Leishmaniasis is a neglected tropical disease caused by the Leishmania
parasite and transmitted by the Phlebotominae subfamily of sandflies, which infects humans and other mammals. Clinical manifestations of the disease include cutaneous leishmaniasis (CL), mucocutaneous leishmaniasis (MCL) and visceral leishmaniasis (VL) with a majority (more than three-quarters) of worldwide cases being CL. There are a number of risk factors for CL, such as the presence of multiple reservoirs, the movement of individuals, inequality, and social determinants of health. However, studies related to the role of these factors in the dynamics of CL have been limited.

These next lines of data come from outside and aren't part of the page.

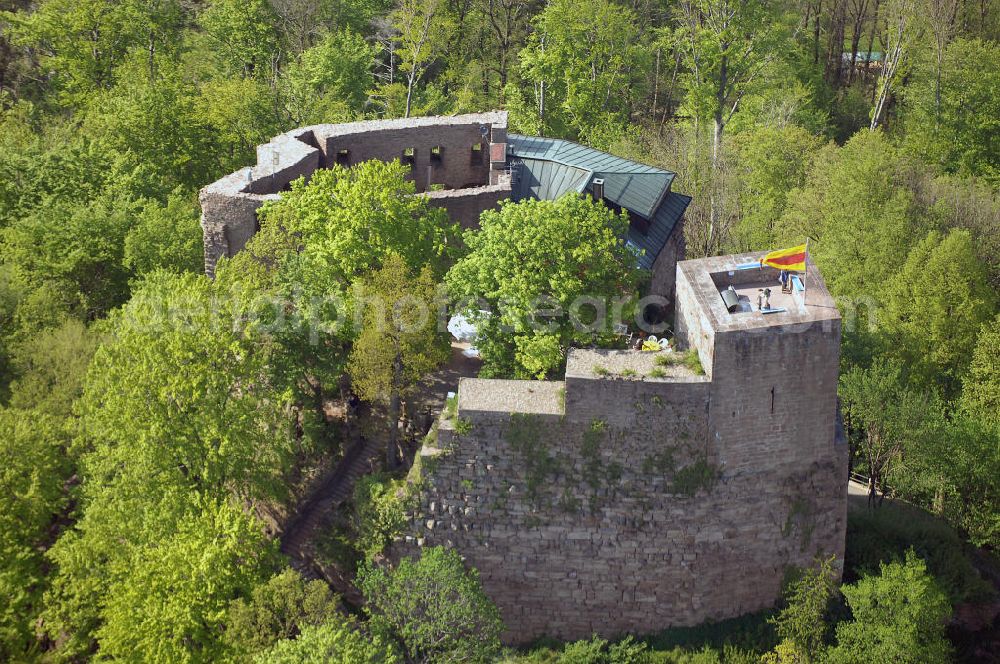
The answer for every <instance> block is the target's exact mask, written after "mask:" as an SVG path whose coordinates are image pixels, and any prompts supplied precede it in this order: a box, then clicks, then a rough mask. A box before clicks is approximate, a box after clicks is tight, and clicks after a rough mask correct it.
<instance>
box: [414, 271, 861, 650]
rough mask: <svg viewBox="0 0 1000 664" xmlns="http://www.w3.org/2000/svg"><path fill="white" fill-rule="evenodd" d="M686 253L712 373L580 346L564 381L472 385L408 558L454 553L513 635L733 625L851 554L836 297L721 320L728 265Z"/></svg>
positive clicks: (431, 451) (439, 448) (443, 441)
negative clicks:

In this work, we (i) develop and analyze a vector-borne epidemic model to study the dynamics of CL in two ecologically distinct CL-affected regions—Madrid, Spain and Tolima, Colombia; (ii) derived three different methods for the estimation of model parameters by reducing the dimension of the systems; (iii) estimated reproduction numbers for the 2010 outbreak in Madrid and the 2016 outbreak in Tolima; and (iv) compared the transmission potential of the two economically-different regions and provided different epidemiological metrics that can be derived (and used for evaluating an outbreak), once R0
is known and additional data are available. On average, Spain has reported only a few hundred CL cases annually, but in the course of the outbreak during 2009–2012, a much higher number of cases than expected were reported and that too in the single city of Madrid. Cases in humans were accompanied by sharp increase in infections among domestic dogs, the natural reservoir of CL. On the other hand, CL has reemerged in Colombia primarily during the last decade, because of the frequent movement of military personnel to domestic regions from forested areas, where they have increased exposure to vectors. In 2016, Tolima saw an unexpectedly high number of cases leading to two successive outbreaks. On comparing, we estimated reproduction number of the Madrid outbreak to be 3.1 (with range of 2.8–3.9), which was much higher than reproduction number estimates of the Tolima first outbreak 1.2 (with range of 1.1–1.3), and the estimate for the second outbreak in Tolima of 1.019 (with range of 1.018–1.021). This suggests that the epidemic outbreak in Madrid was much more severe than the Tolima outbreak, even though Madrid was economically better-off compared to Tolima. It indicates a potential relationship between urban development and increasing health disparities.